Damien awakes from a deep sleep, all his loud snoring ceases.
Damien jumps up to log onto his computer.
“Hehhhhhhhh…” Damien sighs.
“We have permanently disabled this account due to multiple third-party complaints. Do not attempt to log in again.
— The Fakebook Team.”
“Now this account is crumped. I know! I will just make a new one! That will show them. Hmpf.”
Damien clears his browser’s history, cookies, cache and then reboots his machine. He reloads Fakebook and tries to create a new account under a diffent name so he can continue to harass his ex-wife, because he clearly has nothing better to do with his time.
“We are sorry, Damien. Maybe you should go out sometime and get a life. Do something productive. Get off the internet. We are closing both your accounts due to impersonation.
— The Fakebook Team”
“Those damnedable Fakebook people! They really put poop in my soup! Both my accounts are clunked over! I wish I could zogg over there and give that clump of people a piece of my mind!”
Damien goes into the bathroom, takes a huge crap, does not wipe and heads straight for the shower. He does not believe in wiping. After he gets out, he runs out the bathroom door, leaving a lake of water on the floor in his wake to get a towel.
As Damien dries himself, he shakes off like a dog, getting water all over the living room carpet. He gets an idea. Damien dries his hair and then his manhood with the blowdryer.

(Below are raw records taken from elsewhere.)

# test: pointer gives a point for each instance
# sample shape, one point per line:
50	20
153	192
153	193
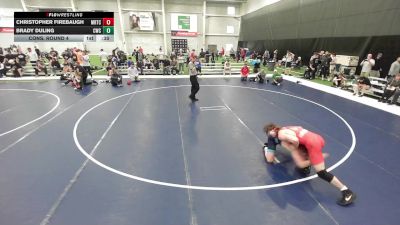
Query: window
231	10
230	29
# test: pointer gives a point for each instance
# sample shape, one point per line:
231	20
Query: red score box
108	21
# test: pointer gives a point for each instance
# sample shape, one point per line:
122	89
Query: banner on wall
7	20
184	22
142	21
183	34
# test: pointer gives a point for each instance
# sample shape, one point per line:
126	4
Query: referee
193	80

Damien gets out his box of 200 postcards and sits down, looking a lot like Homer Simpson in his tighty-whities. He scrawls away into the night.

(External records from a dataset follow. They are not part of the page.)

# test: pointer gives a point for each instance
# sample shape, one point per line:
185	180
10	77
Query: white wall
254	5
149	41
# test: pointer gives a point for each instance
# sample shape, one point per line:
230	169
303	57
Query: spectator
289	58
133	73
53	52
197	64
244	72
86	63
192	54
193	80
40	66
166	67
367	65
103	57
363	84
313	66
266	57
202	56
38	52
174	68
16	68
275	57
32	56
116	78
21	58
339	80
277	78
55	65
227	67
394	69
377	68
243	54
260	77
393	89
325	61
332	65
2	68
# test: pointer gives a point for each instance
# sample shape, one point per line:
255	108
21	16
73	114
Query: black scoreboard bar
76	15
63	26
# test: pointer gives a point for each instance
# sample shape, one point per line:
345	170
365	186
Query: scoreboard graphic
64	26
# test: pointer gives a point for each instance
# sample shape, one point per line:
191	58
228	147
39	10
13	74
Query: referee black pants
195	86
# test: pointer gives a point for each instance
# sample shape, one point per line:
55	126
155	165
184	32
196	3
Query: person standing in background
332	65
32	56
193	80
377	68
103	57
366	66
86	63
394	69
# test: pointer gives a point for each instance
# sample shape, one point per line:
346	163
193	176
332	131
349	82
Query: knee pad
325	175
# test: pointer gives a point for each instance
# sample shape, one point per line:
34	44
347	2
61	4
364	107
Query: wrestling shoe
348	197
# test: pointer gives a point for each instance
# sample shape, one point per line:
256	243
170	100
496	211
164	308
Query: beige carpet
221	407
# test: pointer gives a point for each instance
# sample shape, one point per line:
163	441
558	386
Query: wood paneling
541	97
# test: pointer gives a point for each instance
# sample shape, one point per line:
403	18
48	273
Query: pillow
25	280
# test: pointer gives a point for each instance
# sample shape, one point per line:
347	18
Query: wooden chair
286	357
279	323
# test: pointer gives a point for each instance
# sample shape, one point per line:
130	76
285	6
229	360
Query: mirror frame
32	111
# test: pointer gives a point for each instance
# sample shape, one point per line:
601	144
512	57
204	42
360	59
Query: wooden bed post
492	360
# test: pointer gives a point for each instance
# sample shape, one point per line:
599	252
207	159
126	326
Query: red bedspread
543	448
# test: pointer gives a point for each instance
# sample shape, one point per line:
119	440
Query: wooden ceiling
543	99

Weeks go by and Damien wonders why he has not heard back. Damien turns on the television, as he has not been able to log onto Fakebook:
“Breaking news: Alabama lawmakers stalked by a mysterious Bourbannais man. Over 200 postcards containing crude drawings were sent to Alabama politicians opposed to women’s reproductive rights. According to reports, some of the content contained references to so-called ‘MRAs’ or ‘Men’s Rights Activists’, a reactionary group known for their anti-feminist views. Some of the content could not be shown on TV. We will print his address for our viewers’ protection. Back to you.”
Damien gasps. Maybe he should have thought twice about how he has been acting towards other people. Will Damien ever change his ways? Damien gulps down six antacids to purposely constipate himself because he does not like pooping in public.

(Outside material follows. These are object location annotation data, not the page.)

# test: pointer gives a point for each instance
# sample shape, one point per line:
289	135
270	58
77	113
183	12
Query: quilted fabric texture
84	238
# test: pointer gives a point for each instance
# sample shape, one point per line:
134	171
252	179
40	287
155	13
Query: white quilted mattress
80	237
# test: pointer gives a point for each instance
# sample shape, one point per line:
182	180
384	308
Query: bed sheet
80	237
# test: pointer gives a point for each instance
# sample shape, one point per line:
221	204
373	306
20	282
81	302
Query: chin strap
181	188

Sybil decides that she can make some extra dough by running for a local office.
Since she is too cheap to run political commercials, and too lazy to interact with people for the purpose of handing out political palmcards, she decides to hold a rally at the local civic center.
Visions fill Sybil’s mind of a room full of her supporters; huge red, white and blue signs carried by men and women emblazoned with the text “Vote for Sybil” as the crowd chants and claps in sync. As Sybil envisions her supporters lifting her off her feet to carry her around the room, her fantasy bubble is burst to the solo voice “may I ask a question?”
A young man, one of four people in the entire room, looks to the floor and utters “do you know where the bathroom is?”
Sybil points toward the exit sign and out he goes.
Left with three people, an elderly frail woman, and a fragrant transient couple, Sybil realizes it is five minutes past the hour and needs to start her talk.
“Let’s get this party started, huh?”
Crickets chirp during the awkward silence.
“Heheh…yeah. My name is Sybil Kibble and I am running for sixth ward alderman.”
Giggles erupt from the crowd.
“If I can count on your vote, I will make magic happen for the city. I will not only lower taxes, I will get rid of them entirely! Just think of how much money you and I will save, how much more we will have to buy food, pay our bills!”
“Ms. Kibble may I ask a question?” asked a member of the crowd.
“Not yet. If you vote for me, I will make the people so happy! I will…”
“Ms. Kibble?” he pleaded.
“Can I finish my talk?”
“No. How the heck do you plan on plan on paying for city expenses if you eradicate all taxes?”
“I will do a little dance! Spell out my name! And magic coins will fall from the sky…” Sybil bursted with great enthusiasm.
The crowd erupted with laughter.
It is safe to say that Sybil lost the election that year.
The ironic part of the story, is that the alderman seat was volunteer only. No salary was ever offered. I guess we all know what happens when we assume, huh?